I can feel my sinuses (sinii?) burning already
After looking at a couple of shots that my friend took for a digital photography/NIE project, I'm just wondering why I find the close-up partial shots of mundane/everyday objects rather appealing. I love her overhead shots of a cup of kopi, chilli (without soya sauce), and the extreme close-up of a leaf on a textured granite floor. Here's the picture of the chilli just to give you an idea of what I'm talking about:
I doubt that I'm the only one who finds such shots interesting: what I find intriguing is why. I think the appeal of such pictures is a classic example of the Brechtian Verfremdungseffect in play: the art of alienation, or "making strange" as Dr Grant Shen lectured to me a lifetime ago. Take an everyday object and "make it strange" by applying unusual photographic angles to the subject, and decrease its familiarity to the person by taking an extreme close-up, ensuring that the depiction of the subject remains "unsual" in the eyes of the receiver. After all, who regards at a platter of chilli so closely?

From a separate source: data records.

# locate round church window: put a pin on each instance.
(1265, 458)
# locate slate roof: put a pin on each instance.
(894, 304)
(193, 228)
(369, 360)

On another note, I like the way a theme comes through in her pictures (I almost typed "accidentally", but I think I want to give her more credit than that.) There was a circular theme in the set of pictures which the chilli platter belonged to - you had an arial shot of the cup of kopi, another arial of the chilli, and another of a bowl of prawn noodles. Not that you have any control over the shape of the plates or bowls or the cup, but I liked the eye that saw the potential of the circles arriving from arial shots.
This could be the etude of new media in Singapore: instead of the ubiquitous fruit bowl (which might be an interesting post-modern assignment actually: assign students to do a project on the theme of the fruit basket), you have an etude on the meal. Take pictures/make art of a meal. Just a thought.
ETA: Actually, on second thought, a pomo assignment on the new media fruit basket might turn out to be more interesting.